When he was a boy, Agriculture Minister Nikolai Fyodorov feared roving wolves on his way to school.
The school was seven kilometers away from his remote village, a distance that he covered by foot. In spring, the school break lasted longer than for most other Soviet children because slush and rains turned the ravines on the route into deadly traps.
Those rough times left indelible memories — so much so that he set about improving rural life in his native Chuvashia as soon as he came to rule the republic years later, in the early 1990s.
"On becoming Chuvashia's president, the first thing I decided was to create comfortable living conditions in the villages," Fyodorov said in a Monday meeting with reporters to introduce himself in his new capacity. "What prompted it may have been that I had seen them on my own."
Longtime president of Chuvashia before he stepped down in 2010, Fyodorov received the agriculture portfolio in Prime Minister Dmitry Medvedev's Cabinet announced last week, in a move that prompted questions about his links to the industry.
Outside the classroom, Fyodorov helped his father grow vegetables in their family garden. The patch had a greenhouse ё perhaps the only greenhouse in the republic — at a time when the Soviets frowned on too much private property, he said.
"The first cucumber or the first tomato that appeared on the outdoor market in Cheboksary came from the Fyodorov farm," Fyodorov said proudly, referring to the republic's capital.
His father was the son of a rich peasant dispossessed in 1929 and later wounded fighting for the Soviet army in the assault on Nazi-held K?nigsberg during World War II.
The rural programs he started in Chuvashia as president — linking all settlements with hard-surfaced roads, providing natural gas as a household fuel, introducing a network of family practitioners modeled on Canada's, building schools and libraries — were to make farming attractive as a business, he said.
"I wish my father and I had these conditions in those years," he said, after stating that he completed most of the programs.
His goals now are to create similar conditions across the country, he said.
Fyodorov will also seek a "new industrialization" of agriculture by assisting farmers to buy energy-efficient equipment and new technologies, he said.
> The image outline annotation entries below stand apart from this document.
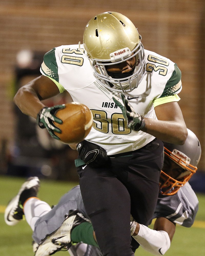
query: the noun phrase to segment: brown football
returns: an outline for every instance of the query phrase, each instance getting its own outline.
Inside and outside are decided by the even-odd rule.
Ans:
[[[59,110],[55,115],[63,121],[62,124],[54,122],[61,133],[55,134],[64,143],[77,143],[83,140],[89,133],[93,124],[92,112],[85,105],[78,102],[65,104],[65,108]]]

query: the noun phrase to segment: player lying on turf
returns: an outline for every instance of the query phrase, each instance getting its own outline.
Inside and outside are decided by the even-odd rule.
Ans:
[[[163,255],[169,248],[176,223],[191,227],[198,209],[197,197],[187,181],[196,172],[200,159],[198,140],[188,130],[183,145],[164,145],[160,192],[153,217],[156,218],[154,230],[134,220],[131,222],[131,233],[135,240],[133,244],[136,240],[146,250],[158,255]],[[36,256],[51,255],[63,248],[69,249],[74,256],[101,255],[85,209],[79,186],[65,194],[52,209],[36,197],[39,187],[37,177],[29,179],[9,204],[5,214],[6,223],[11,226],[22,219],[24,214],[33,231],[33,238],[38,244]],[[76,209],[77,210],[68,214],[70,210]],[[84,243],[74,245],[71,241]],[[135,244],[134,247],[137,246]]]

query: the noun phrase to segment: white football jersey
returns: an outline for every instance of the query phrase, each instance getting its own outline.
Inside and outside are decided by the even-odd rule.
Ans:
[[[84,50],[83,45],[82,49]],[[146,71],[138,86],[124,93],[136,112],[157,119],[154,107],[177,101],[181,89],[181,73],[176,64],[154,53],[145,50]],[[94,70],[78,45],[63,45],[46,54],[42,73],[53,80],[60,92],[67,91],[74,101],[87,106],[93,116],[93,127],[86,139],[102,147],[108,155],[132,151],[142,147],[155,137],[141,131],[128,128],[111,91],[101,85],[93,75]]]

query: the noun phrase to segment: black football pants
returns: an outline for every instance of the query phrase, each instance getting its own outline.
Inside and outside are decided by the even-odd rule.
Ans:
[[[130,213],[148,226],[157,200],[163,152],[163,143],[155,139],[139,149],[110,156],[108,168],[78,168],[85,210],[104,256],[134,255]]]

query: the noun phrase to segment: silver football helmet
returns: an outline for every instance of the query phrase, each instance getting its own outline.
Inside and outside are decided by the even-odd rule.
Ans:
[[[83,45],[99,82],[111,91],[130,91],[142,79],[145,69],[141,36],[130,21],[118,13],[108,12],[93,17],[86,25]],[[108,67],[135,57],[132,70],[109,73]]]
[[[199,140],[193,132],[187,129],[188,136],[182,145],[164,142],[164,153],[181,168],[177,177],[171,177],[162,170],[160,175],[160,192],[162,194],[175,194],[196,172],[201,157],[201,149]]]

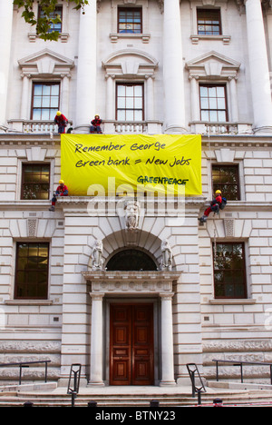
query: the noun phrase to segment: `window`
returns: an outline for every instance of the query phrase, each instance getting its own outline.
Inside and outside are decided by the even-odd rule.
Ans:
[[[117,84],[117,121],[143,121],[143,84]]]
[[[58,22],[57,24],[51,23],[50,30],[48,31],[48,33],[53,33],[54,31],[57,31],[58,33],[61,34],[62,26],[63,26],[63,6],[56,6],[55,10],[49,14],[50,19],[55,19],[57,15],[60,16],[61,22]],[[39,6],[39,17],[41,18],[44,17],[44,12],[41,9],[40,6]]]
[[[59,83],[34,83],[32,120],[53,121],[59,103]]]
[[[215,298],[247,298],[244,243],[216,243]]]
[[[15,298],[46,300],[48,292],[49,243],[18,242]]]
[[[201,121],[226,123],[228,108],[225,85],[200,84]]]
[[[119,7],[118,9],[118,33],[142,33],[141,8]]]
[[[49,199],[50,164],[23,163],[21,199]]]
[[[213,192],[220,190],[228,201],[239,201],[238,165],[212,165]]]
[[[219,9],[197,9],[197,16],[199,35],[220,35],[222,34]]]

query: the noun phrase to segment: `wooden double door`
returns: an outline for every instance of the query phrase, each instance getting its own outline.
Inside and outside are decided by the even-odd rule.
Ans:
[[[110,384],[153,385],[153,304],[111,304]]]

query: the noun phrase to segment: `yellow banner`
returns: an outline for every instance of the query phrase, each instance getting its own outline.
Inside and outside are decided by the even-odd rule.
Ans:
[[[93,185],[200,195],[201,136],[62,134],[62,179],[72,196],[93,195]]]

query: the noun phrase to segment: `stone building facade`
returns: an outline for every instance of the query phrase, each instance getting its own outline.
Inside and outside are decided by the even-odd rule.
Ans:
[[[12,0],[0,5],[0,362],[49,359],[60,382],[81,363],[89,385],[181,385],[189,362],[214,379],[215,358],[270,361],[270,5],[92,0],[84,15],[64,1],[59,10],[59,41],[44,42]],[[103,213],[72,196],[49,212],[59,109],[73,133],[88,133],[99,114],[104,133],[202,134],[202,196],[185,198],[183,214],[144,199],[131,232],[119,198]],[[199,226],[217,188],[227,208]],[[1,369],[1,381],[16,373]]]

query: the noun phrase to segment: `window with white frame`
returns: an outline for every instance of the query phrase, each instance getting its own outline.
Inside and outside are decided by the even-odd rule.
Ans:
[[[143,84],[118,83],[116,86],[117,121],[139,122],[144,119]]]

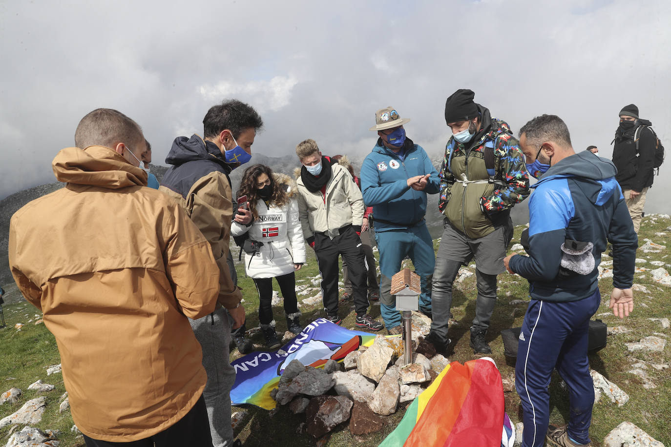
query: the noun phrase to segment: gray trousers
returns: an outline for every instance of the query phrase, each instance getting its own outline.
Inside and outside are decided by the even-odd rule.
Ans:
[[[198,320],[189,319],[203,350],[203,366],[207,383],[203,391],[214,447],[233,445],[231,427],[231,389],[236,370],[229,361],[231,326],[228,313],[219,308]]]

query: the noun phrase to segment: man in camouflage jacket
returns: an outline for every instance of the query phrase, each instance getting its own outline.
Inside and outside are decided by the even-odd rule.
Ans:
[[[458,90],[445,105],[453,135],[439,176],[438,209],[445,220],[433,272],[429,340],[446,350],[452,283],[459,267],[474,258],[478,296],[470,346],[475,353],[488,354],[484,337],[496,302],[497,275],[505,271],[513,236],[510,209],[529,195],[529,176],[510,127],[474,97],[470,90]]]

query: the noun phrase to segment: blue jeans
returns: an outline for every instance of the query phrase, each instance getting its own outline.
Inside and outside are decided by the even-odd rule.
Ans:
[[[389,330],[401,324],[401,314],[396,310],[396,297],[391,294],[391,277],[401,270],[401,263],[410,257],[415,271],[421,279],[419,307],[431,311],[431,281],[435,266],[433,241],[426,223],[422,222],[403,230],[375,233],[380,251],[380,312]]]
[[[594,384],[587,358],[589,320],[601,303],[599,290],[578,301],[531,300],[519,336],[515,385],[524,410],[522,447],[545,445],[550,419],[550,385],[556,368],[568,387],[568,436],[589,440]]]

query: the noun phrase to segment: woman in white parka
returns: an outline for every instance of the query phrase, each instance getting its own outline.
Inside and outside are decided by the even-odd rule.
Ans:
[[[253,219],[248,226],[235,221],[231,224],[233,236],[248,233],[244,245],[245,270],[258,291],[258,319],[266,346],[270,349],[280,346],[271,324],[272,278],[277,281],[284,298],[289,330],[298,334],[303,329],[299,321],[301,312],[298,310],[294,272],[305,262],[305,244],[292,182],[288,176],[273,174],[264,165],[248,168],[240,181],[238,197],[247,196]]]

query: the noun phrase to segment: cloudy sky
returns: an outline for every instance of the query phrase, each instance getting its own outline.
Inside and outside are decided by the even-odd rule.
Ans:
[[[261,113],[254,150],[271,156],[305,138],[364,154],[389,105],[438,153],[445,99],[460,88],[515,132],[558,115],[576,149],[608,157],[617,113],[634,103],[671,149],[668,0],[5,0],[0,22],[0,198],[54,181],[51,160],[94,109],[137,121],[162,164],[176,136],[202,133],[207,109],[231,97]],[[671,212],[670,170],[646,211]]]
As another goal, he wants to increase the use of mineral fertilizers to industry standards, something farmers can ill afford now. Fyodorov said, without elaborating, that he would push for measures to reduce prices.
Fyodorov replaced Yelena Skrynnik, and the change showed in the reception area of the minister's office. Gone are the full-length mirror and the shiny artificial apple tree.
Fyodorov completed his post-graduate studies in Moscow's State and Law Institute the same year, 1985, as Larisa Brycheva, whom President Vladimir Putin reappointed as his legal aide last week. Another fellow student was Dzhakhan Pollyeva, a longtime Kremlin aide and State Duma chief of staff since January.